Mark Zuckerberg has sold his plush San Francisco home for this whopping amount
Mark Zuckerberg had bought this plush home for $10 million ( ₹80 crores) in 2012. The 7,000 square-foot house located in the Liberty Hill neighbourhood off Dolores Park. It is close to the Mission District and the Zuckerberg San Francisco General Hospital and Trauma Center.
Facebook co-founder Mark Zuckerberg sold his San Francisco home for a whopping $31 million (nearly ₹250 crores). It is the most expensive home sale this year in the city, Bloomberg reported.
The Meta Platforms CEO had bought this plush home for $10 million ( ₹80 crores) in 2012. The 7,000 square-foot house located in the Liberty Hill neighbourhood off Dolores Park. It is close to the Mission District and the Zuckerberg San Francisco General Hospital and Trauma Center. The home was built in 1928 and sits on a quarter-acre lot, the listing says.

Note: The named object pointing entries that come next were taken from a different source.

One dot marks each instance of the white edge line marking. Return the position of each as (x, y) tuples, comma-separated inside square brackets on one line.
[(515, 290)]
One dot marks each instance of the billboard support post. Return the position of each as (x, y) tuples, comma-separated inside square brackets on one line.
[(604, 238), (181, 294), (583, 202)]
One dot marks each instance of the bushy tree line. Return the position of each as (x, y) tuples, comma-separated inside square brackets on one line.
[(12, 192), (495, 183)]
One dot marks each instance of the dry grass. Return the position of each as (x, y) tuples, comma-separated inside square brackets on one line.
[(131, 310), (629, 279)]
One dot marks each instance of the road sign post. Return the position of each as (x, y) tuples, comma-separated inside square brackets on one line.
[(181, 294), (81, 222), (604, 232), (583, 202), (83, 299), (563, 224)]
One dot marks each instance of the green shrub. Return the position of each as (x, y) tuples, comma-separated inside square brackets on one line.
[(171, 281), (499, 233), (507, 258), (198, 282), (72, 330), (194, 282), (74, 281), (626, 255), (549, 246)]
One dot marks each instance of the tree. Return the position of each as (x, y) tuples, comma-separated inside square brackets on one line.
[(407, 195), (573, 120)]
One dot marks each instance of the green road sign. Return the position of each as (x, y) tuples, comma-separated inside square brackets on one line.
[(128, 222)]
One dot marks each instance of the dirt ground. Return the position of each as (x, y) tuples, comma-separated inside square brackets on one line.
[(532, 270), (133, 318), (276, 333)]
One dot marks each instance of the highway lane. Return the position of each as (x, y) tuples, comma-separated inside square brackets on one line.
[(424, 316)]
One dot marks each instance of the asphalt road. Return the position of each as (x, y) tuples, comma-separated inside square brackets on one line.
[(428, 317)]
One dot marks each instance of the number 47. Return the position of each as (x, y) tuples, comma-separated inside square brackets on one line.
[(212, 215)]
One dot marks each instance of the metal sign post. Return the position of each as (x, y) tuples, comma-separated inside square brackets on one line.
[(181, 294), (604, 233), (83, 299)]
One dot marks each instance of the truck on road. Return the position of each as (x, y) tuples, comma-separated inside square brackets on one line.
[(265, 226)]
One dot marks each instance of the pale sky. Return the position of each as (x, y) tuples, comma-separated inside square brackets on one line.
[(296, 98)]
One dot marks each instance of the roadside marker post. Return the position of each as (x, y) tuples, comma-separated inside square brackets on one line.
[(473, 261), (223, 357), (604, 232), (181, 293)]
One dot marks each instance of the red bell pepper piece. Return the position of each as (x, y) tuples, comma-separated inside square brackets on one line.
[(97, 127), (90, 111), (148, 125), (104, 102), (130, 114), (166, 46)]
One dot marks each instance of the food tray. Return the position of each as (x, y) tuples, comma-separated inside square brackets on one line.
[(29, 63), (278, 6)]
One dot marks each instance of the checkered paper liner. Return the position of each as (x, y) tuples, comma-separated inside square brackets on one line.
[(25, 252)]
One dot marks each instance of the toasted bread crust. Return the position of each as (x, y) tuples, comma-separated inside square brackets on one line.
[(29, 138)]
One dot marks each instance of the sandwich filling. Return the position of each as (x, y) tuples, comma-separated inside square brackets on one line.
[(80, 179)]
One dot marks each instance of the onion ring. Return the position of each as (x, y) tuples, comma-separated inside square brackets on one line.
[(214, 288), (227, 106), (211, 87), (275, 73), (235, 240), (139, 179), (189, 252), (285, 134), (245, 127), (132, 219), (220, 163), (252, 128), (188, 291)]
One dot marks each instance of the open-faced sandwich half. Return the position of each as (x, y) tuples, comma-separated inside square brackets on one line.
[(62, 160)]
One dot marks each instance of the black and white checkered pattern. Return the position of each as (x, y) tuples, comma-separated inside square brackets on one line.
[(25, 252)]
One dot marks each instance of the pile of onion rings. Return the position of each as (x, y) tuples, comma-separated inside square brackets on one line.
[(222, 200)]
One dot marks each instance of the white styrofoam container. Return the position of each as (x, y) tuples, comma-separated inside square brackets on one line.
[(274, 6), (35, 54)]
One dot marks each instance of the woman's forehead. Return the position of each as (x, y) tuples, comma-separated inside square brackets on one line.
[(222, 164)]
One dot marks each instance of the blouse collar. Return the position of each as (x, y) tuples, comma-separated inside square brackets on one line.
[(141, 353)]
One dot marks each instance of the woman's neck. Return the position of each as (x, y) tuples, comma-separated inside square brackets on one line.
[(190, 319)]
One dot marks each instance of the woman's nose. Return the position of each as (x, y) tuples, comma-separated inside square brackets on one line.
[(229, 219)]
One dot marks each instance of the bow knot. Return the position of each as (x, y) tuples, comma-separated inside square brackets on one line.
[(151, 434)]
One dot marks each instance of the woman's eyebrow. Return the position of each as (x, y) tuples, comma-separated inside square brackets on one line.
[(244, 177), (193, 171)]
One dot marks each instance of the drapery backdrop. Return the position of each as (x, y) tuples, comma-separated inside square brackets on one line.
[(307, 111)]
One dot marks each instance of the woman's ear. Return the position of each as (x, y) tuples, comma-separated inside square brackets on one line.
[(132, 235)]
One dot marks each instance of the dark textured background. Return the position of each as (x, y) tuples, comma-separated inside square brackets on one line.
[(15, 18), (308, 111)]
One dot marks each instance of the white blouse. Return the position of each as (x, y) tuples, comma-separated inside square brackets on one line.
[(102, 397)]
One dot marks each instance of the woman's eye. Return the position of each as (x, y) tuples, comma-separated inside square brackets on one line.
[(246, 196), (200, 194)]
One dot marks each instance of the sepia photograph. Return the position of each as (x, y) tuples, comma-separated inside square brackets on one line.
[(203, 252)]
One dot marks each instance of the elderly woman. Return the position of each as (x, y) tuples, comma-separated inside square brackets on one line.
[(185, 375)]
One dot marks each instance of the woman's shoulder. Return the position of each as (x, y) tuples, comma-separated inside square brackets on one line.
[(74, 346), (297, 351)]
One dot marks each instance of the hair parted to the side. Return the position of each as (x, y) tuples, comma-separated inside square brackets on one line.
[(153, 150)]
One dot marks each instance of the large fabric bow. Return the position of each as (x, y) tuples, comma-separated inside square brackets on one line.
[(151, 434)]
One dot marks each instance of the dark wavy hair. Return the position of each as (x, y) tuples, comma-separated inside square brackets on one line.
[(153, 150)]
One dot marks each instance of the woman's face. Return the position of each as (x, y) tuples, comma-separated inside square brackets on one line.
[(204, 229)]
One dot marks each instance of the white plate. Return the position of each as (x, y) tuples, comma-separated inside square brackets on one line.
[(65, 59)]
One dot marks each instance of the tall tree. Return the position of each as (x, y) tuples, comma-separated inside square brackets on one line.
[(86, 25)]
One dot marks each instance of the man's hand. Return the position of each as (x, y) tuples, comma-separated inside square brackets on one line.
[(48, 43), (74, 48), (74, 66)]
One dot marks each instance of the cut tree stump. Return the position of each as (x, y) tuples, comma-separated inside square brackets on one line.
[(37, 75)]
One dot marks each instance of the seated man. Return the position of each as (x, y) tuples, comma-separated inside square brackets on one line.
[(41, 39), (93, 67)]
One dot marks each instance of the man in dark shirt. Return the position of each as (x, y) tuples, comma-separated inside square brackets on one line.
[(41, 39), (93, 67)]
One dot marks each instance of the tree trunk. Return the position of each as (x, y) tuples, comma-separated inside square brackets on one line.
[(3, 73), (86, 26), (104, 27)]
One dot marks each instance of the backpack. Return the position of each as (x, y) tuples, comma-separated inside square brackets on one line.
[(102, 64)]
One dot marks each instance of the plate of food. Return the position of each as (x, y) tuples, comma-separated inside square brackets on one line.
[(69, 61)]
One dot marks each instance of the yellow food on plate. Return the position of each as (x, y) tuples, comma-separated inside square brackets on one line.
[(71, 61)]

He had bought the home months after the social media platform went public. In 2013, he and his wife Priscilla Chan had undertook a multi-million dollar renovation project, which included additions like a laundry room, wine room, wet bar and greenhouse.
The purchase comes months after Zuckerberg lost $29 billion ( ₹2,312 crores) as Meta's stocks marked a record one-day plunge on February 4. The social media platform's parent firm stocks fell by 26 per cent, erasing more than $200 billion in the biggest ever single-day market value wipeout for a US company.
Zuckerberg owns about 12.8% of the tech behemoth formerly known as Facebook. The Facebook co-founder had disclosed last year that his company will be known as Meta Platforms, a move to reflect its commitment to develop the new digital world called metaverse.
The company has introduced measures to prepare itself against competitors including video platform TikTok. Facebook will suggest posts to users with its machine learning ranking system and is investing in artificial intelligence (AI) to serve recommended content, Reuters reported.
A new separate tab called 'Feeds' will offer a version of the old approach, which overwhelmingly features posts from friends, pages and groups that users actively choose to follow.